Она согласно качнула головой. Я вышел и отправился за разными справками, а весь следующий день мотался как проклятый, но к вечеру, к девяти, я был уже свободен, я накупил всякого барахла для закуски и стоял у тёмной аптеки и ждал. Напрасно, зря стоял.

…Так и не удалось мне спать в эту ночь, хотя всего меня ломило и здорово ныли побитые ноги. Не вышло мне тогда спать в открытом ветру и звёздам сарае, хотя все кругом давно уже спали, потому что вставать надо было в пять утра.

9

Когда где-нибудь в доме отдыха целый день забиваешь козла или когда в выходной выедешь с ребятами за город и тоже целый день собираешь землянику, то потом, ночью, когда земляника уже давно съедена или костяшки убраны, всё равно перед глазами долго ещё мелькают красные ягодиночки или белые очочки, и никак от них не избавишься. Так было и сейчас. Что бы я ни делал, в голове моей мерно взлетали лопаты. Лопаты. Лопаты. Лопаты. Они погружались в мягкую глинистую почву, сочно чавкающую под режущим лезвием. Они отрывали комья, цепляющиеся за родной пласт, они несли на себе землю, эти непрерывно движущиеся лопаты, они качали землю в своих железных ладонях, баюкали её или резали аккуратными ломтями. Лопаты шлёпали по земле, били по ней, дробили её, поглаживали, рубили и терзали, заравнивали и подскрёбывали её каменистое чрево. Иногда одна лопата, которой орудовал стоящий глубоко внизу человек, взлетала кверху только до половины эскарпа, до приступочки в стене, оставленной для другого человека, тот подставлял другую свою лопату и ждал, пока нижняя передаст ему свой груз, после чего он взметал свою ношу ещё выше, к третьему, и только тот выкидывал этот добытый трудом троих людей глиняный самородок на гребень сооружения. Лопаты, лопаты, только лопаты, ни бадей, ни блоков, ни тачек, ничего, кроме лопат. Дерьмо это было, а не лопаты. Они гнулись от жёсткого грунта, у них были плохо зашкуренные рукоятки, часто ломающиеся и занозящие наши руки. Какая беспримерная с…..ь равнодушно подсунула нам эти лопаты? Ведь мы вышли защищать наших женщин, наших детей, нашу Москву?..

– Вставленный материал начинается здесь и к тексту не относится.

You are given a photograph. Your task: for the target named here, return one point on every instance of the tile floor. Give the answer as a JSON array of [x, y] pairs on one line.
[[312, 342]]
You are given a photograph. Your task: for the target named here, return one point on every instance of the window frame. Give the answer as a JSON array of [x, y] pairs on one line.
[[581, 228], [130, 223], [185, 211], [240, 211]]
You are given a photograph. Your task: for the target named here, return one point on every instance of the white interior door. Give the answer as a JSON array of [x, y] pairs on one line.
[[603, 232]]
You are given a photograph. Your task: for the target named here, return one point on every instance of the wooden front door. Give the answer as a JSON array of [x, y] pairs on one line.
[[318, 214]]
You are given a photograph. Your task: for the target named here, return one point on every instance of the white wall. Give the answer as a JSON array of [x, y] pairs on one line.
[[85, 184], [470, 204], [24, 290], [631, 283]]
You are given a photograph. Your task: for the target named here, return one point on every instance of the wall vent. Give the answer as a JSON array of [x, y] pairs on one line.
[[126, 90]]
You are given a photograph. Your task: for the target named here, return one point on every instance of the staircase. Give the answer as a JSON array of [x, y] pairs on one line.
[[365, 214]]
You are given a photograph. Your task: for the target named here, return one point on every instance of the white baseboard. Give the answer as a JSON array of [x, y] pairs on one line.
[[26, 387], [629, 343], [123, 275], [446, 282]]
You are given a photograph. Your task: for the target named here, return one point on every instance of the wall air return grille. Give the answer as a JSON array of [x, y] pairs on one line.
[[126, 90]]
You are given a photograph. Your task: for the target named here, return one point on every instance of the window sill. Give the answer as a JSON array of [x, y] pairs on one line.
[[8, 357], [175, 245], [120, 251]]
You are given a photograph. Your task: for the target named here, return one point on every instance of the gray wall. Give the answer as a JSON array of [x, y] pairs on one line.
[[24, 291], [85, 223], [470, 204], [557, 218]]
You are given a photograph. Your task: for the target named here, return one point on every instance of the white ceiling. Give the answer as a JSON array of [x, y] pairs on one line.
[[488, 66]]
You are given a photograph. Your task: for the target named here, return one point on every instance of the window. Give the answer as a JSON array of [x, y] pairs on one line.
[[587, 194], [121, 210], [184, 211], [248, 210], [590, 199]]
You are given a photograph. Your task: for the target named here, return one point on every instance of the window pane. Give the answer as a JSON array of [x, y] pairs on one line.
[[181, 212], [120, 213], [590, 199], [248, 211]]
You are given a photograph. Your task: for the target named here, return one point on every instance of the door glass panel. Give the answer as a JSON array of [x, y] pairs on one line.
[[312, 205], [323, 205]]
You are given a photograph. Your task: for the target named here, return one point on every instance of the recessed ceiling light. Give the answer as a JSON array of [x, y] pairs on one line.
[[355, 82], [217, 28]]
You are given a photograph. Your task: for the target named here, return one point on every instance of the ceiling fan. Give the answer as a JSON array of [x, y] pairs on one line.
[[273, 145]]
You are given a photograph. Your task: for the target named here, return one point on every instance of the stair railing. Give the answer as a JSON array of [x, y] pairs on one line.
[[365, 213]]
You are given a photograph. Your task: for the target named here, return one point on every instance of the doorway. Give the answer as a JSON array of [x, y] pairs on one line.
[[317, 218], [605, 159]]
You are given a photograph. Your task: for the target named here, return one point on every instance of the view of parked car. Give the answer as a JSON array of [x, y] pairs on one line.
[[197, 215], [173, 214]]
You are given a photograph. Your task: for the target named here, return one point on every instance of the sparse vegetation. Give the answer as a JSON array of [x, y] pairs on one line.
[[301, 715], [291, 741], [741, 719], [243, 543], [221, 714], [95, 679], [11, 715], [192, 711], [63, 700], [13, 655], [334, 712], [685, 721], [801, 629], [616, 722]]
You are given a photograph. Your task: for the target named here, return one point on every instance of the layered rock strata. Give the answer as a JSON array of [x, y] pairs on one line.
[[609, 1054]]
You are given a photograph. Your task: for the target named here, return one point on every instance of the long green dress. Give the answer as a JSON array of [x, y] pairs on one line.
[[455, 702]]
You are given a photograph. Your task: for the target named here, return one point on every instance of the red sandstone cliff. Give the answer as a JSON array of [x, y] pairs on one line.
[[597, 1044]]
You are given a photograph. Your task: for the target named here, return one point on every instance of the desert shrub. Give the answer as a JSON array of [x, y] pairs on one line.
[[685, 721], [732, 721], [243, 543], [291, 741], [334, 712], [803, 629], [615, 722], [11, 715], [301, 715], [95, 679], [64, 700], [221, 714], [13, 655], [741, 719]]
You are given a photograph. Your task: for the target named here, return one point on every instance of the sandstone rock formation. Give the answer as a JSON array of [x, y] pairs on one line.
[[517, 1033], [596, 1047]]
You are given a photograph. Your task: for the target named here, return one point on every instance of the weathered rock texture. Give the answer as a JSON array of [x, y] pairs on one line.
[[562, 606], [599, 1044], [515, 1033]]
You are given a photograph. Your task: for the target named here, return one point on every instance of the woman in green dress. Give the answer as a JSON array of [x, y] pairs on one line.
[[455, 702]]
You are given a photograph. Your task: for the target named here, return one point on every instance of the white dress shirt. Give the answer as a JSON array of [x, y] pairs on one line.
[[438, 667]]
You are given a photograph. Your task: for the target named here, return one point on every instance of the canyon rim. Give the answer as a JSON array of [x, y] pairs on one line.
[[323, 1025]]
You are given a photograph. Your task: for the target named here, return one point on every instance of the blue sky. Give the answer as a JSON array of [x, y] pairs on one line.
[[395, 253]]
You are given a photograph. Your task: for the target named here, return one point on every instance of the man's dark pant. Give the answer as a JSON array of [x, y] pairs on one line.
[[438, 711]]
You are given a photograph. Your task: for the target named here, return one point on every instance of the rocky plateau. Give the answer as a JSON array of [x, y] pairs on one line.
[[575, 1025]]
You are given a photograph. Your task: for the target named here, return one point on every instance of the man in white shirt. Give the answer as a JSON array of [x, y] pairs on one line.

И всё-таки мы держались за эти лопаты, — это было наше единственное орудие и оружие, и всё-таки, что там ни говори, а мы отрыли этими лопатами такие красивые, ровные и неприступные ни для какого танка рвы, что сердца наши наполнялись гордостью. Эти лопаты, любовь к ним и ненависть крепко сплотили нас, лопатных героев, в одну семью.

Постепенно, день за днём, я узнавал новых людей на трассе. Теперь я уже знал, что вон там, за леском, показывает небывалые рекорды казах Байсеитов, батыр с лицом лукавым и круглым, как сковорода. Учёные говорят, что нависающие веки у азиатов появились для защиты глаз от ветра и солнца. В таком случае Байсеитов защитился особенно надёжно. Я его глаз никогда не видел. Две чёрточки, и всё. Но им гордились, его знали все, и я гордился тоже, что знаю его. Я знал также, что слева от меня работает Геворкян, оператор из кино, знаток фольклора и филателист, а с ним рядом Ванька Фролов, голенастый пекарь, белый, словно непроявленный негатив. Вон частушечник, толстый, как сарделька, Сечкин, он любит показывать фотокарточку своих четырёх ребят, похожих друг на дружку точно капельки. Это вот Киселёв, печатник, он хворый — грудь болит. Вот неугомонный шести десяти летний бабник — аптекарь Вейсман. Волосатый гигант Бибрик, задумчивый пожарник Хомяков. Масса ополченцев, такая безликая вначале, распалась для меня на сотни частичек разных, по-разному интересных, построенных на свой манер каждая. Снег падает, вон его сколько, сугробы, а каждая снежинка откована по-особому — протри глаза!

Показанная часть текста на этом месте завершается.